In a meeting. It'll be kind of an async reply...
In summary, here are the important parts of the CI (from the workflow you used to rely on)
Copy code
- uses: touchlab/read-property@0.1
        id: versionBasePropertyValue
        with:
          file: ./gradle.properties
          property: "YOUR_VERSION_BASE_PROPERTY"

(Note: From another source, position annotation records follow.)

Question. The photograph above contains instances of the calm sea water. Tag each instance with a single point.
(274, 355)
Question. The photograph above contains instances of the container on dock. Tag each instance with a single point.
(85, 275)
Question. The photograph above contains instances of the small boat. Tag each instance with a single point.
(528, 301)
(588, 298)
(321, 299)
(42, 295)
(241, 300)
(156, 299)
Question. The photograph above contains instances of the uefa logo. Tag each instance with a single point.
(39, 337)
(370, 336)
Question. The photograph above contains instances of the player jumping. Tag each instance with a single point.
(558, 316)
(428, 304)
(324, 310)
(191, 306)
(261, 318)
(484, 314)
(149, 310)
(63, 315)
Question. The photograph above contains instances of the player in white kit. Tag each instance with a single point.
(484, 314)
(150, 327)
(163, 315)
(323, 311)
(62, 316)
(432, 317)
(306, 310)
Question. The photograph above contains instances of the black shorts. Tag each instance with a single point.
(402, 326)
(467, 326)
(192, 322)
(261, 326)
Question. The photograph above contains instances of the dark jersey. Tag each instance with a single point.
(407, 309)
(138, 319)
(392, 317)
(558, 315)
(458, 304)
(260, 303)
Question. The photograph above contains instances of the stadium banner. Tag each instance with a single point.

      - uses: touchlab/autoversion-nextversion@main
        id: autoversion
        with:
          versionBase: ${{ steps.versionBasePropertyValue.outputs.propVal }}

      - name: Build Main
        run: ./gradlew kmmBridgePublish -PAUTO_VERSION=${{ steps.autoversion.outputs.nextVersion }} blah blah blah
Then in the project Gradle scripts, you want to check for the passed-in
AUTO_VERSION
, which should only happen in CI, and set Gradle's version with that vs whatever you'd use otherwise. the
versionBasePropertyValue
task just reads a value from
gradle.propreties
that is the base version. Task
autoversion
uses the base to calculate the next version. So, conceptually not complicated, but the whole process needs a blog post or doc, and probably needs a bit of testing to make sure I'm not missing anything in the above description.